Update: I tried running WordPress on a machine at home with the same basic set of plugins. Per-request startup times were still on the order of 250-300ms, even though the machine was completely unloaded, had plenty of RAM free, and has a faster processor than the machine my site is hosted on at Pair, which makes me think that I/O is the big issue.
Next I installed the APC, which among other things, caches the parsed application code in memory the first time its loaded. This made a huge difference. Startup times dropped 10x to about 25-30ms, which had the effect of cutting the total request processing time by half. Much much better. I also noted that the per requrest memory consumption also dropped significantly, from 11MB to about 1.1MB. Unfortunately Pair.com doesn’t include APC, probably because it can take some tweaking to get it to work stabley with some PHP apps. Also, it may have security issues in shared environments. It looks like I’m going to have to try alternative hosting if I want to improve WordPress performance further.

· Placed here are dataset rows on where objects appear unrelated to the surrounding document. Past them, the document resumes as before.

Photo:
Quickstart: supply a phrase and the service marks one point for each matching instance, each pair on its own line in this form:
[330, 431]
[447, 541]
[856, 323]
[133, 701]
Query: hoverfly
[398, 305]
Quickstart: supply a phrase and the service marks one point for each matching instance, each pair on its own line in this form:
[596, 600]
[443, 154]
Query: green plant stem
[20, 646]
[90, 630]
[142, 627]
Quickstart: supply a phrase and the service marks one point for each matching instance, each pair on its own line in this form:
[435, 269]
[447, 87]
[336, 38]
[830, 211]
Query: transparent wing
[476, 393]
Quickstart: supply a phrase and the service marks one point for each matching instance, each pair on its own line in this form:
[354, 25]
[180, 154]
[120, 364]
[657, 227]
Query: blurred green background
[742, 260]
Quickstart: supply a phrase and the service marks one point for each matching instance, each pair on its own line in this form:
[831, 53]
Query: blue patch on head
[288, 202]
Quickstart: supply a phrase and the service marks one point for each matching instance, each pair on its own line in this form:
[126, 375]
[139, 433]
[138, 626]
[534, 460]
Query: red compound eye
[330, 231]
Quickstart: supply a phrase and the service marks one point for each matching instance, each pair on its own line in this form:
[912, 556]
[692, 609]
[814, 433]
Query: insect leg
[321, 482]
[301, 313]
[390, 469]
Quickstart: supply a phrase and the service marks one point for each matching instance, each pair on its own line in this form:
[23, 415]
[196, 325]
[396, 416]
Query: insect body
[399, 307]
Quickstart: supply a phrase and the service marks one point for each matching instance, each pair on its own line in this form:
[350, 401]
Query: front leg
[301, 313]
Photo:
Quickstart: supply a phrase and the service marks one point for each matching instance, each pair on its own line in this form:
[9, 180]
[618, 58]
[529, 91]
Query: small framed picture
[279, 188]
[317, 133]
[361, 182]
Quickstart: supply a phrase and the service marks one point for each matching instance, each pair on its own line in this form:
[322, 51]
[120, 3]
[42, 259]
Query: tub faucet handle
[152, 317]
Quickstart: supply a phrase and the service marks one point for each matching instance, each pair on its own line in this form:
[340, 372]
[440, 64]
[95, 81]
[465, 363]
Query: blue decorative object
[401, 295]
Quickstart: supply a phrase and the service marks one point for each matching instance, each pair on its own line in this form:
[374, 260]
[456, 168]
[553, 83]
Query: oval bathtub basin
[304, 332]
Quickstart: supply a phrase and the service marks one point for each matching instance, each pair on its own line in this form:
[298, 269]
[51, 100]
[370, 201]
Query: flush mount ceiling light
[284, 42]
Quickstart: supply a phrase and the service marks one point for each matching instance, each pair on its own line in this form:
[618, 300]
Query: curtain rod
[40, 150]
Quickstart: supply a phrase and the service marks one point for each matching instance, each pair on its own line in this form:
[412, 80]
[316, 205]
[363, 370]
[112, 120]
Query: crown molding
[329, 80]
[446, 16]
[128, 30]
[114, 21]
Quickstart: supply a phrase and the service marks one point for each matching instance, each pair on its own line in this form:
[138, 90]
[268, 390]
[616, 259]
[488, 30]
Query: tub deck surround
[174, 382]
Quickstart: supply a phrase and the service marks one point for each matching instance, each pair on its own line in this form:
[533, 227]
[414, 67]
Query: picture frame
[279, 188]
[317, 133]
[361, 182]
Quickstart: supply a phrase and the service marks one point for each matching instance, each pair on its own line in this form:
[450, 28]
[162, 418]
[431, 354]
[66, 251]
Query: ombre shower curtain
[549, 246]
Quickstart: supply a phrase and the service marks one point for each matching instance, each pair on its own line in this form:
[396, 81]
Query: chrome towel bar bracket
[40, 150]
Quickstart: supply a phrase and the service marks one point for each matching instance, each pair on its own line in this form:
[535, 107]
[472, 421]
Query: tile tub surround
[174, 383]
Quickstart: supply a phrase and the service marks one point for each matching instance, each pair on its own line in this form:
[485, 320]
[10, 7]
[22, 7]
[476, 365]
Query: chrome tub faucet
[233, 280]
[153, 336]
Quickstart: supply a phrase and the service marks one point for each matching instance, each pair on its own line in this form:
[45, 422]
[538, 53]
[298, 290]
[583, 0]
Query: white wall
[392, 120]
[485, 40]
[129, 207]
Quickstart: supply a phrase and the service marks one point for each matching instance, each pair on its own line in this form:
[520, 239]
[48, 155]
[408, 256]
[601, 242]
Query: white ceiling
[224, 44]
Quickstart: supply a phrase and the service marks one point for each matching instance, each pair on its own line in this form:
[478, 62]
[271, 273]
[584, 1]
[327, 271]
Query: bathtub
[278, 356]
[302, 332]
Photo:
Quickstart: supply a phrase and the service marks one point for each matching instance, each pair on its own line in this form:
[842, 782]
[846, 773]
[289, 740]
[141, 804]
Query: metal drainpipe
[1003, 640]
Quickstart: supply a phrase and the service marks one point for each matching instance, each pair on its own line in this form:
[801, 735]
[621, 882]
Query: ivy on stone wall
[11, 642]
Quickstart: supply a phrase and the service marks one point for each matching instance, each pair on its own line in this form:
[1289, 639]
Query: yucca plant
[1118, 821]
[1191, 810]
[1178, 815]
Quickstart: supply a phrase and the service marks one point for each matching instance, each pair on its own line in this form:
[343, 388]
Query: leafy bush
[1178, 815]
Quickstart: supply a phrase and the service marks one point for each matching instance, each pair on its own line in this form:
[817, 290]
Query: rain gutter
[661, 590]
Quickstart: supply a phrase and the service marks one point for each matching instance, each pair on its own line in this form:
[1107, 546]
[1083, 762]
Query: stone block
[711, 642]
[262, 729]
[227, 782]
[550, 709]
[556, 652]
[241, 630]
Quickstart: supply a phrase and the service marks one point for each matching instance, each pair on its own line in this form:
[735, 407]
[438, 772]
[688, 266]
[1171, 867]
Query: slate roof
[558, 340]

Since yesterday we have one another great caching plugin: DB Cache
Are you talking about this?
I think this does something similar by creating a file based backend for the built in wordpress caching framework. It sounds like this file-based mechanism was built-in to wordpress 2.1 and removed in 2.5 because a lot of people had complaints from their shared hosting providers that it was causing excessive IO.
Assuming they are similar, it definitely makes a difference on my web host, but the query time was only 10% of so of total request processing time before, so eliminating it doesn’t have a big impact on overall responsiveness. What’s really needed is something that can accelerate the startup time, particularly the loading of plugins.
Hi,
I don’t know what version of PHP Speed WP, but the version I’m running shaved 17% off load times, compresses the CSS and JS, and automatically moves the CSS to load first, and JS last. It has reduced the db calls. I blogged about it here – http://itjuggler.ollis.id.au/2009/02/16/wordpress-on-speedy-wp/
Thanks for the tip. I’ll need to give it another look, though from my understanding of how it works, I don’t understand why it would cut DB calls.
I switched to a new webhost that uses an opcode cache and that has made a huge difference.